Part of International Conference on Representation Learning 2025 (ICLR 2025) Conference

Bibtex Paper

Authors

Guang Zhao, Byung-Jun Yoon, Gilchan Park, Shantenu Jha, Shinjae Yoo, Xiaoning Qian

Abstract

Natural language prompt optimization, or prompt engineering, has emerged as a powerful technique to unlock the potential of Large Language Models (LLMs) for various tasks.
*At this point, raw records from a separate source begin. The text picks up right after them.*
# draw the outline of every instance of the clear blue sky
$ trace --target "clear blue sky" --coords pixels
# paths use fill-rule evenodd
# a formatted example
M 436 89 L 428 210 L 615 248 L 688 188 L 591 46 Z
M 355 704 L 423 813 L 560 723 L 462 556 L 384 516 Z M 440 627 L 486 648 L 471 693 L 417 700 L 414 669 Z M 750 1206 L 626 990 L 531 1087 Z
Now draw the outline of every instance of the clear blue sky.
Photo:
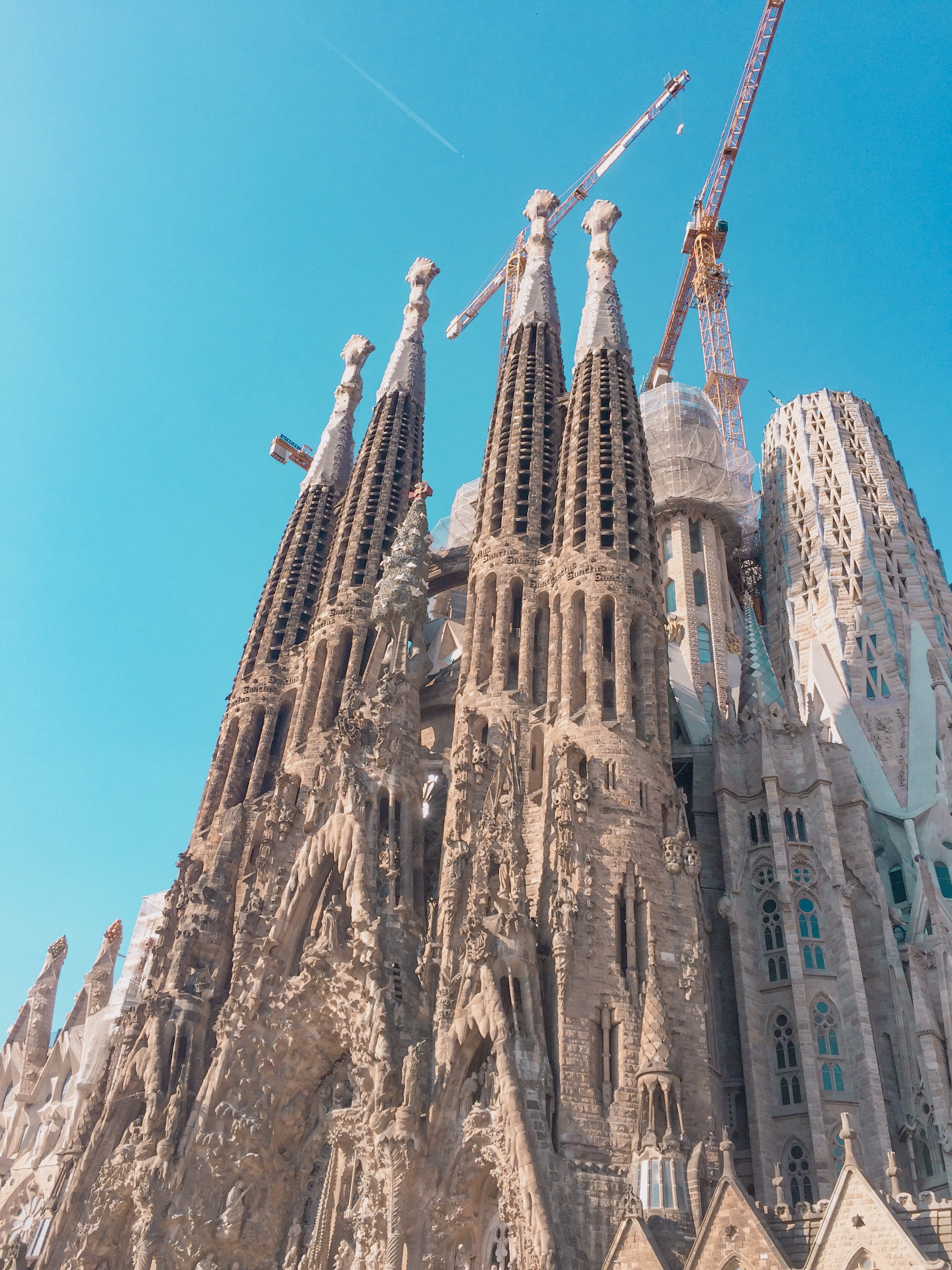
M 499 339 L 448 320 L 652 100 L 607 177 L 638 377 L 760 0 L 0 6 L 0 1035 L 47 944 L 57 1019 L 184 850 L 255 601 L 339 352 L 366 424 L 416 255 L 432 518 L 479 474 Z M 320 32 L 462 156 L 360 77 Z M 949 10 L 787 0 L 725 204 L 748 438 L 823 386 L 872 401 L 952 564 Z M 677 127 L 684 123 L 680 137 Z M 562 225 L 569 349 L 588 239 Z M 569 357 L 570 359 L 570 357 Z M 693 315 L 675 375 L 701 377 Z M 359 429 L 358 429 L 359 431 Z

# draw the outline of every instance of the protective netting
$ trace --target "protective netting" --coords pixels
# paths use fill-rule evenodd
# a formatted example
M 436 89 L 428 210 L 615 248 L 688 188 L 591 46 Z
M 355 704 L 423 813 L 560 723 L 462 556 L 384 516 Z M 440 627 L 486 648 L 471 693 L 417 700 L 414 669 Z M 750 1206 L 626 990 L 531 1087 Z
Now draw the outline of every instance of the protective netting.
M 655 507 L 692 502 L 740 519 L 749 494 L 731 476 L 713 403 L 688 384 L 663 384 L 641 394 Z M 748 471 L 753 460 L 748 455 Z

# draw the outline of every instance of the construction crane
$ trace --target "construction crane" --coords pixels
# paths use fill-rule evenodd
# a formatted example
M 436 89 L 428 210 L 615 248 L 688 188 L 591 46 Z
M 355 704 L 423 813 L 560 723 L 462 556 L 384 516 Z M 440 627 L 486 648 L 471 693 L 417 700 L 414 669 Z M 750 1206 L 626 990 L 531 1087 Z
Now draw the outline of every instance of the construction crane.
M 744 417 L 740 410 L 740 395 L 748 381 L 737 378 L 734 367 L 734 348 L 727 323 L 730 282 L 727 271 L 721 264 L 727 222 L 721 220 L 721 203 L 734 171 L 734 164 L 737 161 L 740 142 L 750 118 L 750 109 L 760 85 L 783 4 L 784 0 L 767 0 L 760 15 L 760 25 L 757 28 L 754 44 L 744 66 L 744 74 L 740 77 L 711 170 L 703 189 L 694 199 L 694 208 L 682 245 L 687 259 L 668 316 L 661 348 L 645 377 L 645 384 L 649 387 L 658 387 L 659 384 L 664 384 L 671 377 L 674 351 L 678 347 L 684 319 L 688 315 L 688 309 L 697 306 L 704 373 L 707 375 L 704 391 L 713 401 L 721 419 L 727 471 L 740 486 L 741 523 L 748 531 L 753 528 L 755 519 L 750 462 L 744 438 Z
M 314 458 L 314 450 L 310 446 L 298 446 L 296 441 L 286 437 L 283 432 L 272 441 L 268 453 L 272 458 L 277 458 L 279 464 L 286 464 L 289 460 L 292 464 L 297 464 L 298 467 L 303 467 L 305 471 L 311 466 L 311 460 Z
M 583 198 L 588 197 L 589 190 L 595 184 L 595 182 L 604 177 L 612 164 L 621 159 L 632 141 L 641 136 L 649 123 L 660 114 L 661 110 L 668 105 L 669 102 L 680 93 L 684 85 L 688 83 L 691 76 L 687 71 L 682 71 L 674 79 L 669 79 L 664 86 L 664 93 L 652 102 L 651 105 L 645 110 L 640 118 L 632 123 L 625 136 L 607 150 L 597 164 L 585 173 L 581 180 L 578 180 L 571 185 L 560 198 L 559 207 L 548 217 L 547 227 L 548 232 L 553 234 L 555 227 L 559 222 L 569 215 L 569 212 L 580 203 Z M 513 245 L 509 248 L 506 254 L 499 262 L 493 277 L 489 279 L 486 286 L 475 296 L 470 304 L 463 309 L 461 314 L 447 326 L 447 339 L 456 339 L 456 337 L 466 330 L 476 314 L 482 309 L 490 296 L 494 296 L 500 287 L 504 287 L 503 292 L 503 335 L 499 343 L 499 362 L 503 363 L 503 357 L 505 356 L 505 342 L 509 334 L 509 319 L 513 312 L 513 305 L 515 304 L 515 295 L 519 290 L 519 282 L 522 279 L 523 272 L 526 269 L 526 230 L 523 230 Z

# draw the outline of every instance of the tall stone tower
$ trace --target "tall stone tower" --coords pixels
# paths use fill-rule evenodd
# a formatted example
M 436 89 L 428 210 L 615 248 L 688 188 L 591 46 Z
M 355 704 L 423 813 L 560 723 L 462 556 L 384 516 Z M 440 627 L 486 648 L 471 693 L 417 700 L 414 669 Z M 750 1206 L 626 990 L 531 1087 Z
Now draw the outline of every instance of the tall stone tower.
M 952 596 L 868 403 L 821 391 L 774 413 L 763 533 L 765 631 L 781 692 L 848 747 L 866 801 L 892 939 L 876 959 L 868 939 L 859 952 L 866 975 L 873 960 L 885 974 L 869 999 L 894 1139 L 920 1187 L 946 1185 Z
M 707 1049 L 682 1083 L 711 1036 L 706 927 L 670 773 L 650 479 L 608 240 L 619 213 L 599 201 L 583 222 L 589 286 L 562 423 L 553 206 L 539 192 L 526 211 L 471 549 L 435 1058 L 438 1087 L 463 1105 L 489 1064 L 505 1109 L 517 1191 L 457 1196 L 466 1246 L 479 1256 L 495 1204 L 519 1264 L 562 1247 L 598 1265 L 625 1177 L 663 1242 L 691 1231 L 694 1148 L 720 1091 Z

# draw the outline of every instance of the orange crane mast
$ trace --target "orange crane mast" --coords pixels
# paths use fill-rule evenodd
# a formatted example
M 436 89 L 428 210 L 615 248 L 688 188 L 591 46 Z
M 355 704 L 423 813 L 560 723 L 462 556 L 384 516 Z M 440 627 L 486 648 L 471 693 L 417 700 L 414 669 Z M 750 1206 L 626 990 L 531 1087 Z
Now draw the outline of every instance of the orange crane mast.
M 740 395 L 748 381 L 737 377 L 734 366 L 730 324 L 727 321 L 727 271 L 721 253 L 727 236 L 727 222 L 721 220 L 721 204 L 727 182 L 734 171 L 740 142 L 750 118 L 750 109 L 760 86 L 767 57 L 773 44 L 784 0 L 767 0 L 757 28 L 754 43 L 734 97 L 727 123 L 715 154 L 704 187 L 694 199 L 692 218 L 684 234 L 682 251 L 687 257 L 682 268 L 674 304 L 668 316 L 661 348 L 645 377 L 649 387 L 658 387 L 671 377 L 674 352 L 684 326 L 688 309 L 697 306 L 701 323 L 701 348 L 707 381 L 704 391 L 713 401 L 721 419 L 725 458 L 729 472 L 739 483 L 743 500 L 741 521 L 750 530 L 755 519 L 750 461 L 744 437 Z
M 585 175 L 580 180 L 575 182 L 575 184 L 562 194 L 559 201 L 559 207 L 548 217 L 547 225 L 550 234 L 555 232 L 555 227 L 569 215 L 576 203 L 580 203 L 583 198 L 588 197 L 588 193 L 595 182 L 604 177 L 617 159 L 621 159 L 632 141 L 641 136 L 649 123 L 661 113 L 669 102 L 674 100 L 689 79 L 691 76 L 687 71 L 682 71 L 680 75 L 677 75 L 674 79 L 669 79 L 664 86 L 664 93 L 661 93 L 658 100 L 652 102 L 645 113 L 641 114 L 635 123 L 632 123 L 628 131 L 612 146 L 612 149 L 607 150 L 598 163 L 593 164 Z M 519 282 L 524 269 L 526 230 L 519 234 L 506 254 L 499 262 L 485 287 L 479 292 L 479 295 L 473 296 L 461 314 L 457 314 L 457 316 L 453 318 L 451 324 L 447 326 L 447 339 L 456 339 L 461 331 L 466 330 L 490 296 L 494 296 L 496 291 L 503 287 L 503 335 L 499 343 L 499 363 L 501 366 L 503 357 L 505 356 L 505 342 L 509 335 L 509 319 L 512 316 L 515 295 L 519 290 Z

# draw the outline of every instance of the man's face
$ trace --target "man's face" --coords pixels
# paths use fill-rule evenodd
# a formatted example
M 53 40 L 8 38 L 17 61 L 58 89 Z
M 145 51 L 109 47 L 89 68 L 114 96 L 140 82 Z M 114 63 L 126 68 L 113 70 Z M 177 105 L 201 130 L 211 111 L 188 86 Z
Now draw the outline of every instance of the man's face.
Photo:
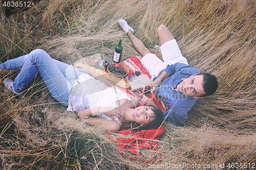
M 187 96 L 194 98 L 202 98 L 199 96 L 205 94 L 203 88 L 203 75 L 195 75 L 185 79 L 177 86 L 177 90 Z

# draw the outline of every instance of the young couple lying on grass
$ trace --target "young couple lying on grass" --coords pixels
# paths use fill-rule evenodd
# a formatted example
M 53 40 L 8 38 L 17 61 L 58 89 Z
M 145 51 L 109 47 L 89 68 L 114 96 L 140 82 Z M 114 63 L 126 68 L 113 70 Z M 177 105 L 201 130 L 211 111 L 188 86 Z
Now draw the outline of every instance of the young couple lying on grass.
M 53 59 L 42 50 L 0 64 L 1 76 L 12 69 L 20 72 L 14 81 L 4 79 L 9 90 L 22 96 L 39 73 L 52 96 L 68 106 L 68 111 L 78 112 L 87 124 L 105 132 L 156 128 L 163 122 L 163 112 L 158 107 L 138 107 L 136 98 L 124 93 L 101 76 L 82 65 L 72 66 Z

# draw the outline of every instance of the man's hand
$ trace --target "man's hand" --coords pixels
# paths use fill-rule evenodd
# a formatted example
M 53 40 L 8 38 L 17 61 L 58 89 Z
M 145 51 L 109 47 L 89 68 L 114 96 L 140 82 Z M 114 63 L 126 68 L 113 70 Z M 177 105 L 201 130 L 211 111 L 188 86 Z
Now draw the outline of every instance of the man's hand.
M 143 105 L 144 106 L 148 106 L 148 105 L 156 105 L 154 103 L 153 100 L 152 99 L 148 98 L 148 96 L 145 96 L 145 95 L 143 95 Z
M 123 113 L 121 112 L 121 111 L 117 108 L 115 108 L 113 110 L 106 111 L 104 113 L 105 113 L 105 115 L 113 119 L 114 121 L 116 121 L 117 120 L 116 120 L 116 119 L 114 118 L 113 116 L 117 116 L 120 118 L 122 118 L 123 116 Z

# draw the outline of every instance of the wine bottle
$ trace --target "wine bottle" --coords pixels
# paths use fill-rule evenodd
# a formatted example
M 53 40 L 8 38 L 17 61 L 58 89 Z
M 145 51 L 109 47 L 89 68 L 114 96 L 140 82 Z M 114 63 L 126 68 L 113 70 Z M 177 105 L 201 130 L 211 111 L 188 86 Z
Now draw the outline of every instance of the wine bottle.
M 122 47 L 122 40 L 119 40 L 119 43 L 116 46 L 115 50 L 115 54 L 114 54 L 113 61 L 116 63 L 120 62 L 121 60 L 121 56 L 122 56 L 122 52 L 123 47 Z

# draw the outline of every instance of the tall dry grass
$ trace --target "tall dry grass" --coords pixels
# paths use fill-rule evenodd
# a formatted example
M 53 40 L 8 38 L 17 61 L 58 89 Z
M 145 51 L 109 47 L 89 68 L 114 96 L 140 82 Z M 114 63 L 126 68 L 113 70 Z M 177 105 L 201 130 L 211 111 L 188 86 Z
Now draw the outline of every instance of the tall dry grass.
M 189 64 L 215 74 L 220 85 L 215 94 L 197 102 L 185 127 L 165 124 L 158 165 L 255 162 L 255 4 L 234 0 L 42 1 L 9 18 L 1 9 L 1 61 L 41 48 L 69 64 L 88 52 L 100 53 L 111 61 L 119 39 L 123 59 L 138 55 L 118 25 L 121 18 L 150 50 L 160 55 L 154 46 L 159 44 L 157 27 L 164 24 Z M 66 111 L 40 78 L 31 87 L 18 99 L 1 84 L 1 168 L 148 168 L 121 156 L 116 143 Z

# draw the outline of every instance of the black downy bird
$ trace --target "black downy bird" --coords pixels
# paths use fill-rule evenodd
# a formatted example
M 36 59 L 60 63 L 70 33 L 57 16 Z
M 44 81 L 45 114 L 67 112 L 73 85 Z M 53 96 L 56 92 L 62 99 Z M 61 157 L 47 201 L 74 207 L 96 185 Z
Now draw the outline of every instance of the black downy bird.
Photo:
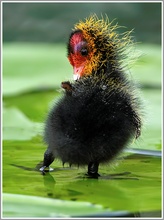
M 64 94 L 48 114 L 43 172 L 59 158 L 63 164 L 87 165 L 99 176 L 100 163 L 110 162 L 141 133 L 141 102 L 128 74 L 131 31 L 92 15 L 75 25 L 68 42 L 74 81 L 62 82 Z

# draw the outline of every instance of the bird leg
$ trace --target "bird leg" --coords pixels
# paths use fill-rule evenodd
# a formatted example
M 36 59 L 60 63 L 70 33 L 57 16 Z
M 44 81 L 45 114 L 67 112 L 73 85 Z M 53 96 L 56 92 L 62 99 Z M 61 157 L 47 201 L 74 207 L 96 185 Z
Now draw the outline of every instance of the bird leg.
M 53 153 L 47 149 L 44 153 L 44 161 L 43 161 L 43 166 L 39 169 L 41 172 L 44 172 L 45 169 L 48 167 L 49 171 L 52 169 L 49 167 L 49 165 L 54 161 L 55 157 Z
M 98 168 L 99 168 L 99 163 L 98 162 L 90 162 L 88 164 L 88 175 L 91 176 L 91 177 L 100 176 L 98 174 Z

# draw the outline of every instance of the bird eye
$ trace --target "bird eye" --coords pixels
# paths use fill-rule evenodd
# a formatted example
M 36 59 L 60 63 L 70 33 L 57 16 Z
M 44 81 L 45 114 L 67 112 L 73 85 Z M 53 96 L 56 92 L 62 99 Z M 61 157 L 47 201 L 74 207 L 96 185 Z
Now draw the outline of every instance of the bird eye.
M 82 48 L 80 50 L 80 53 L 81 53 L 82 56 L 87 56 L 88 55 L 88 50 L 86 48 Z

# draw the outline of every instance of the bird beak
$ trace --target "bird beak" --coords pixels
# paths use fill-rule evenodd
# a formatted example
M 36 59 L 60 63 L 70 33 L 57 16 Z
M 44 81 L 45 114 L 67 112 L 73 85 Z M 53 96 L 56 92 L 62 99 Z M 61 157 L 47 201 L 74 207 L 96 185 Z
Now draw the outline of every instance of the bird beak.
M 83 69 L 84 69 L 84 66 L 79 66 L 79 67 L 74 67 L 73 68 L 73 78 L 74 80 L 77 80 L 79 79 L 83 74 Z

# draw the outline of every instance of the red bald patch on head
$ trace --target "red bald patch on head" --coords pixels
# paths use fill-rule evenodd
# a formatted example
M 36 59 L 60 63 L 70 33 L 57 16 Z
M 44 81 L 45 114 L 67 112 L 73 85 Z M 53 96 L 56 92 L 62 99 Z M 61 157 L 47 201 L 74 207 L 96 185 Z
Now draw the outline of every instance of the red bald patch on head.
M 76 45 L 78 45 L 80 42 L 84 40 L 83 35 L 81 32 L 76 32 L 72 35 L 70 38 L 70 47 L 72 49 L 75 48 Z M 73 51 L 74 52 L 74 51 Z
M 68 45 L 68 60 L 74 69 L 74 78 L 85 75 L 85 66 L 89 60 L 88 43 L 81 31 L 72 34 Z M 77 76 L 77 77 L 75 77 Z

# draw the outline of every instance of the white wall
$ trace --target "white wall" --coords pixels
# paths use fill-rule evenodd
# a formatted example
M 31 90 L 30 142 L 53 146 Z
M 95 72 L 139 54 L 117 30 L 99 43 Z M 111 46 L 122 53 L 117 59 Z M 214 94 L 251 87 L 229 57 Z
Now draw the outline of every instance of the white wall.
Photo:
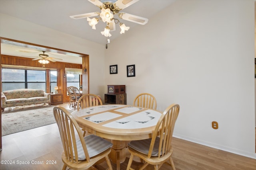
M 89 55 L 90 92 L 104 95 L 105 46 L 3 14 L 0 36 Z
M 179 104 L 175 137 L 256 158 L 254 23 L 253 1 L 177 1 L 112 41 L 105 85 L 126 84 L 128 104 L 142 92 L 160 111 Z

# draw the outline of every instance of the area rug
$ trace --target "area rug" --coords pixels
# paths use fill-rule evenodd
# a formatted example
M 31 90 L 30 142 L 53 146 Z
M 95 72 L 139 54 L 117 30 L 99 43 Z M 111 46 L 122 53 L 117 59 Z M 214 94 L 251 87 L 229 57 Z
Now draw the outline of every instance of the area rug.
M 54 106 L 35 105 L 6 108 L 2 114 L 2 136 L 56 123 Z

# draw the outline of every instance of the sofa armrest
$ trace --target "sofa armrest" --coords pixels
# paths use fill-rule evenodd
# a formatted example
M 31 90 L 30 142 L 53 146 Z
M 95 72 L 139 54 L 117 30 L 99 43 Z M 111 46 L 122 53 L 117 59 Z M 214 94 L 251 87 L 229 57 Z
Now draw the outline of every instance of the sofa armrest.
M 1 92 L 1 100 L 2 100 L 2 104 L 3 104 L 6 103 L 6 100 L 7 100 L 6 96 L 5 96 L 4 93 L 3 93 L 2 92 Z

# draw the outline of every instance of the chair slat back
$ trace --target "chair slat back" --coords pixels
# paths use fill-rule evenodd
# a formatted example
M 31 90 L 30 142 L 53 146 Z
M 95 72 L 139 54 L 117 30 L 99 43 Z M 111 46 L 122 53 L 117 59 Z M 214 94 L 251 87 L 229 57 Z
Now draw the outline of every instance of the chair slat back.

While existing methods primarily focus on maximizing a single task-specific performance metric for LLM outputs, real-world applications often require considering trade-offs between multiple objectives. In this work, we address this limitation by proposing an effective technique for multi-objective prompt optimization for LLMs. Specifically, we propose ParetoPrompt, a reinforcement learning~(RL) method that leverages dominance relationships between prompts to derive a policy model for prompts optimization using preference-based loss functions. By leveraging multi-objective dominance relationships, ParetoPrompt enables efficient exploration of the entire Pareto front without the need for a predefined scalarization of multiple objectives. Our experimental results show that ParetoPrompt consistently outperforms existing algorithms that use specific objective values. ParetoPrompt also yields robust performances when the objective metrics differ between training and testing.